1. This directory contains 20 data sets used in the experiments reported
   in paper titled "Centroid-Based Document Classification: Analysis & 
   Experimental Results" by Eui-Hong (Sam) Han and George Karypis.
   Note that we did not include three data sets (west1, west2, and west3) 
   from West Group, because they are not available for public use.

2. For each data set, there are 3 files.  For example, for oh0 data set:

	oh0.mat : sparse vector space representation of documents where rows
                  are documents and columns are words
	oh0.mat.rlabel: row label (the class name of each document)
	oh0.mat.clabel: column label (stemmed words)

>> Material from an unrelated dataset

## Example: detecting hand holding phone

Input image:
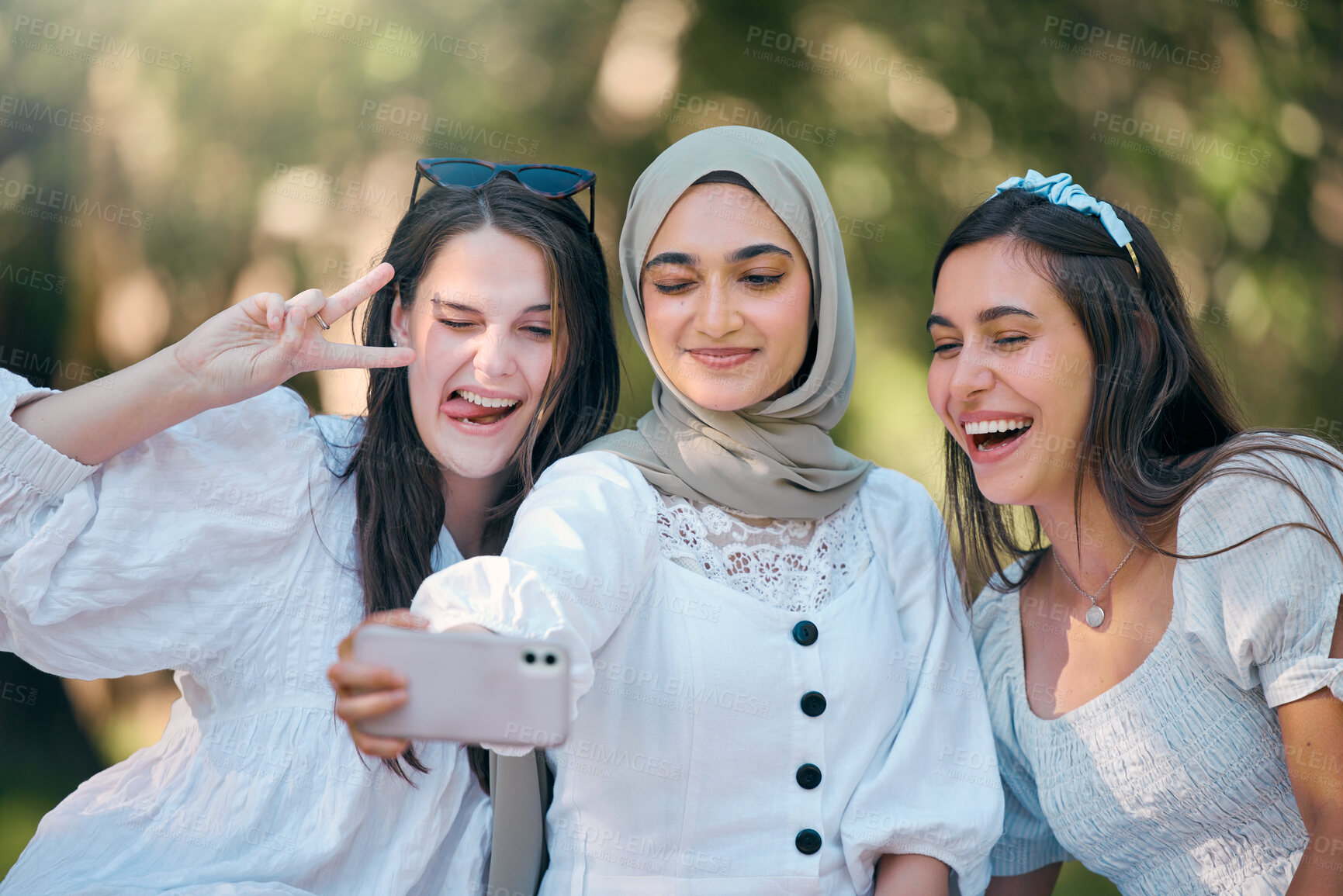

3. Format of the *.mat file is as follows:

   no-of-rows no-of-columns no-of-non-zero-elements
   doc-1
   doc-2
   .
   .
   .
   doc-n

   Each row corresponds to a document and has the following format:

   c1 f1 c2 f2 c3 f3 ..... cm fm

   where c? represents a word id and f? represents the text frequency
   of c? in this document.

4. The *.mat.rlabel contains class label of documents.  The first line
   corresponds to the class label of the first document represented in
   *.mat file, and so forth.

5. The *.mat.clabel contains stemmed words of the documents.  The first
   line corresponds to the word-id 1 used in *.mat file, and so forth.